I wonder if normal apt is using the Release/Release.gpg pair and so is working with the raw Release file and whatever line endings it naturally has, while debmirror is trying to use InRelease and getting into trouble because the message portion of that file has had its line endings changed as part of the signing process.

I’ve not confirmed whether that’s a correct theory but I am still working on figuring out where to send this feedback internally so that we can make sure that all of the signatures conform to the relevant RFC.

Note: There’s no [Ubuntu|apt|PPA|General] section to put this under, so I also would have selected Terraform, but I found this existing post.

This started happening with apt-get [dist/jammy] today as well:

Err:4 https://apt.releases.hashicorp.com jammy InRelease
The following signatures couldn’t be verified because the public key is not available: NO_PUBKEY AA16FCBCA621E701

W: An error occurred during the signature verification. The repository is not updated and the previous index files will be used. GPG error: https://apt.releases.hashicorp.com jammy InRelease: The following signatures couldn’t be verified because the public key is not available: NO_PUBKEY AA16FCBCA621E701
W: Failed to fetch https://apt.releases.hashicorp.com/dists/jammy/InRelease The following signatures couldn’t be verified because the public key is not available: NO_PUBKEY AA16FCBCA621E701
W: Some index files failed to download. They have been ignored, or old ones used instead.

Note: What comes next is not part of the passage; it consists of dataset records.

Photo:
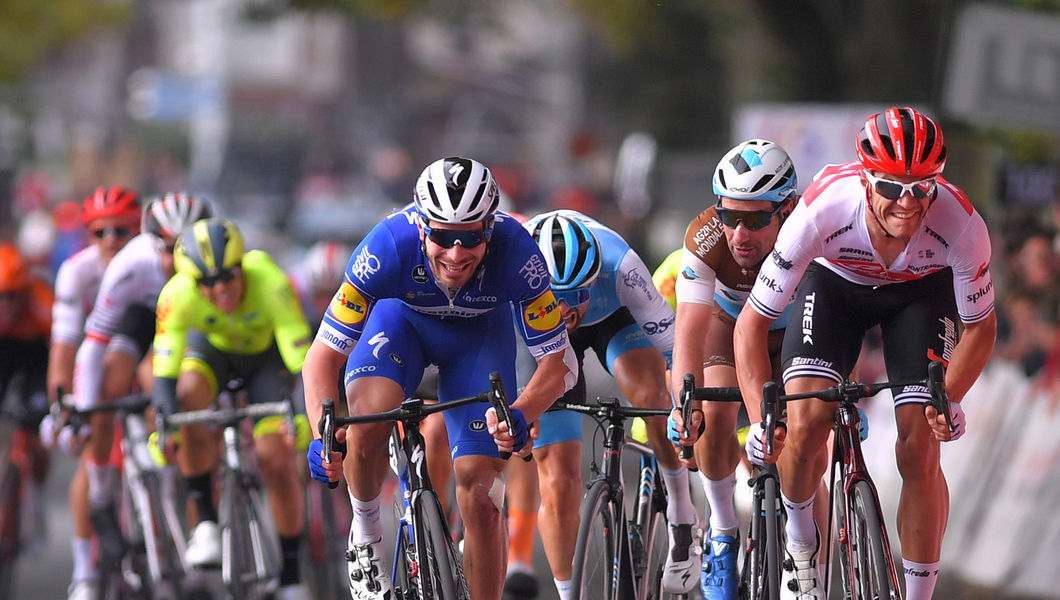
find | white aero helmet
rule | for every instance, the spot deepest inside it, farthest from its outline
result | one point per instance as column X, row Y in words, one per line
column 456, row 190
column 756, row 170
column 169, row 215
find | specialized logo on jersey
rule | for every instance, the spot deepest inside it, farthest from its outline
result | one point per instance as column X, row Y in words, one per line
column 349, row 306
column 365, row 266
column 534, row 271
column 543, row 313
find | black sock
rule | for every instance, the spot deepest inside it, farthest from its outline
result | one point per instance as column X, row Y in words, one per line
column 200, row 491
column 289, row 548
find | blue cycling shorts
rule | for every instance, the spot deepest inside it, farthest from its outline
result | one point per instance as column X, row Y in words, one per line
column 399, row 343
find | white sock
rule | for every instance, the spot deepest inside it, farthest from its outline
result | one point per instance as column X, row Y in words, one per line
column 564, row 588
column 83, row 567
column 801, row 530
column 706, row 508
column 366, row 525
column 679, row 509
column 920, row 579
column 102, row 481
column 722, row 510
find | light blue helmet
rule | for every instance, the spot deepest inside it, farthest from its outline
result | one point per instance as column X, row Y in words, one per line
column 570, row 248
column 756, row 170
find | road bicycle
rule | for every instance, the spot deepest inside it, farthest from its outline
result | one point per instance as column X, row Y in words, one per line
column 149, row 515
column 619, row 557
column 760, row 570
column 867, row 567
column 426, row 564
column 250, row 553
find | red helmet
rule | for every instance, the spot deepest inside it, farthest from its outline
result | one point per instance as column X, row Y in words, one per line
column 12, row 269
column 110, row 201
column 901, row 141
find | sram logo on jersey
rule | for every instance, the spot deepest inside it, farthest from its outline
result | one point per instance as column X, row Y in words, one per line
column 349, row 306
column 543, row 313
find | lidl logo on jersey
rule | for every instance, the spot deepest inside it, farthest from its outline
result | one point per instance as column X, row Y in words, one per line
column 543, row 313
column 349, row 306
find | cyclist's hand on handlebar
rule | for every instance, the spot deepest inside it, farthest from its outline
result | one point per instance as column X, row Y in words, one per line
column 938, row 425
column 756, row 448
column 327, row 472
column 514, row 442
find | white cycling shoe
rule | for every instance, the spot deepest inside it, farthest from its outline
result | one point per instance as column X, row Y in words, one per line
column 204, row 547
column 368, row 579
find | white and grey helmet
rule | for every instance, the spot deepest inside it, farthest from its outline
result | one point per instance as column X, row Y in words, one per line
column 756, row 170
column 169, row 215
column 456, row 190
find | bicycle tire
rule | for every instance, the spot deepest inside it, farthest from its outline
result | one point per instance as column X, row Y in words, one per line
column 10, row 528
column 867, row 547
column 438, row 556
column 650, row 524
column 595, row 567
column 243, row 567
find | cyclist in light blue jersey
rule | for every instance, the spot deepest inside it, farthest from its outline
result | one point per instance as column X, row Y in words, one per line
column 610, row 304
column 433, row 284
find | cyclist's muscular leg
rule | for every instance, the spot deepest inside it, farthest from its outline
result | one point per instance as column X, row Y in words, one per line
column 278, row 463
column 480, row 495
column 367, row 458
column 923, row 507
column 560, row 477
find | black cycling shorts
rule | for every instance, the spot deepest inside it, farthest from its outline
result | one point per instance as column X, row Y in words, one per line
column 918, row 322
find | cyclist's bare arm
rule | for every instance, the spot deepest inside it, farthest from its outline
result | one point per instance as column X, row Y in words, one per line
column 548, row 383
column 753, row 368
column 320, row 375
column 970, row 356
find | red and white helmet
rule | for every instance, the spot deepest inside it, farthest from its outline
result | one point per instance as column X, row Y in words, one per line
column 110, row 201
column 902, row 141
column 170, row 215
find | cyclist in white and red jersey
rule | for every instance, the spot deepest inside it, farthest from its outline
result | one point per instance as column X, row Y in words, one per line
column 118, row 336
column 884, row 241
column 112, row 217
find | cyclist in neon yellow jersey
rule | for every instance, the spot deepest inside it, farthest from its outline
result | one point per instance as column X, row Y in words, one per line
column 229, row 314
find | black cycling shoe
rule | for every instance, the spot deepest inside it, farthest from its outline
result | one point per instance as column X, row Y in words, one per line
column 105, row 522
column 520, row 586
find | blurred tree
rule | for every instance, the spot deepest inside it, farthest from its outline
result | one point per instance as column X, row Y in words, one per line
column 31, row 29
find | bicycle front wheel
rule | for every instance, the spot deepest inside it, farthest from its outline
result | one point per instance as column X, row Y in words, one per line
column 867, row 546
column 596, row 553
column 439, row 561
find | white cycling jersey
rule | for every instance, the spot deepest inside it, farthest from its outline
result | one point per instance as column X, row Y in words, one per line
column 76, row 284
column 134, row 277
column 829, row 226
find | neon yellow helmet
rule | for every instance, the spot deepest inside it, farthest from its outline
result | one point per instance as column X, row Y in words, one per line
column 211, row 246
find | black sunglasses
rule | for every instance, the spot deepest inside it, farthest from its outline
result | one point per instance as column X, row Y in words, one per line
column 224, row 276
column 753, row 219
column 116, row 231
column 448, row 237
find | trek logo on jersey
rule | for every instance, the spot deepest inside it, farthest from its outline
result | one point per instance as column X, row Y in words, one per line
column 543, row 313
column 780, row 261
column 808, row 318
column 534, row 271
column 349, row 306
column 366, row 265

It appears the public key for the Ubuntu PPA has either expired or is no longer available, which happens with other PPAs from time to time.

Hi @Blfrg,

What you described here wasn’t true at the time of this original discussion, but is true now: the original signing key for the apt repository is no longer valid and there’s now a new one to use instead.

There are more details in the Official Packaging Guide.

Hello @apparentlymart

Thank you for the prompt reply and the link to the instructions.
Re-adding the “Hashicorp Repo” to my sources list resolved the issue.
Before, I didn’t have the reference to the keyring within the source declaration and needed to download the file.